Budidaya kopi di Lampung Barat mengalami perkembangan cepat pada zaman 70an dan 80an. Analisis terhadap perkembangan pemanfaatan lahan, menampakkan bahwa luas kawasan berhutan di tempat itu menurun cukup tajam pada dua dekade tersebut, adalah dari 60% pada tahun 1970 menjadi 13% pada tahun 1990 (Ekadinata, 2002). Kopi Lampung Paling Enak Suoh,Selain menarik adalah bahwa penurunan luas wilayah berhutan demikian diikuti oleh pemekaran kebun kopi, pun di dalam wilayah hutan lindung dan taman nasional. itu, perluasan hal yang demikian berlangsung seiring “dengan membaiknya harga kopi dunia pada waktu itu (Harga kopi robusta pada tahun 1970 dan 1980 mencapai masing-masing US $3.26 per kg dan US $ 4.12/kg (IBRD/The Word Bank 2003. p 276).
Dalam kelanjutannya, terjadi metamorfosis sistem budidaya kopi bersamaan dengan bertambahnya jumlah penduduk migran dari Jawa dan daerah-daerah lain di Provinsi Lampung, di daerah ini. Pada tahun 1920an dengan masuknya energi kerja wanita suku Jawa guna pemeliharaan kebun kopi, para pendahulu budidaya kopi di Sumberjaya terpacu untuk memperluas ladang kopi dengan membuka hutan di Sumberjaya (Benoit et al., 1989). Saat permulaan tahun 1950an Sumberjaya menjadi daerah sasaran program transmigrasi dari Biro Rekonstruksi Nasional yang memindahkan mantan pejuang perang kemerdekaan dari Jawa Barat (Kusworo, 2000). Evakuasi mantan pejuang perang ini kemudian ditiru oleh gelombang perpindahan otomatis dari Jawa dan tempat lain di dan sekitar propinsi Lampung. Para veteran perang dan para migran instingtif hal yang demikian memberikan kontribusi yang bermanfaat dalam pemekaran perkebunan kopi rakyat dan pengembangan tekhnologi budidaya kopi di tempat ini. Seperti misalnya, teknik menanam kopi yang lebih permanen dengan sistem pengelolaan tanah yang lebih baik (pengontrolan gulma dan pemupukan) dan pemeliharaan tanaman kopi (pemangkasan, potong tunas dan lain sebagainya).

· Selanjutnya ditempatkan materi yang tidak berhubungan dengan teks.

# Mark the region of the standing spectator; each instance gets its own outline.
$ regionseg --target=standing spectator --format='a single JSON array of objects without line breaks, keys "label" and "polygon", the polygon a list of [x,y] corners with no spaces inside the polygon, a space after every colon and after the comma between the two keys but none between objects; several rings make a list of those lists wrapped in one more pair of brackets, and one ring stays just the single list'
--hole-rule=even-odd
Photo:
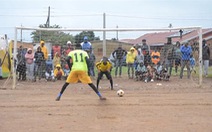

Cerita lainnya:  Penjual Kopi Lampung Di Lampung Utara AKL Produksi Kopi Lampung di Lambar

Lampung memang betul-betul menakjubkan kopinya, pun salah satu brand yang telah mendunia seperti “Nescafe” berasal dari Lampung. Untuk itu dibutuhkan promosi yang membahana. Sehingga rakyat Indonesia mengetahui bahwa Provinsi Lampung yakni salah satu pusat kopi di Indonesia.

Kopi Lampung Paling Enak Suoh

Tinggalkan Balasan

Alamat email anda tidak akan dipublikasikan. Required fields are marked *

This site uses Akismet to reduce spam. Learn how your comment data is processed.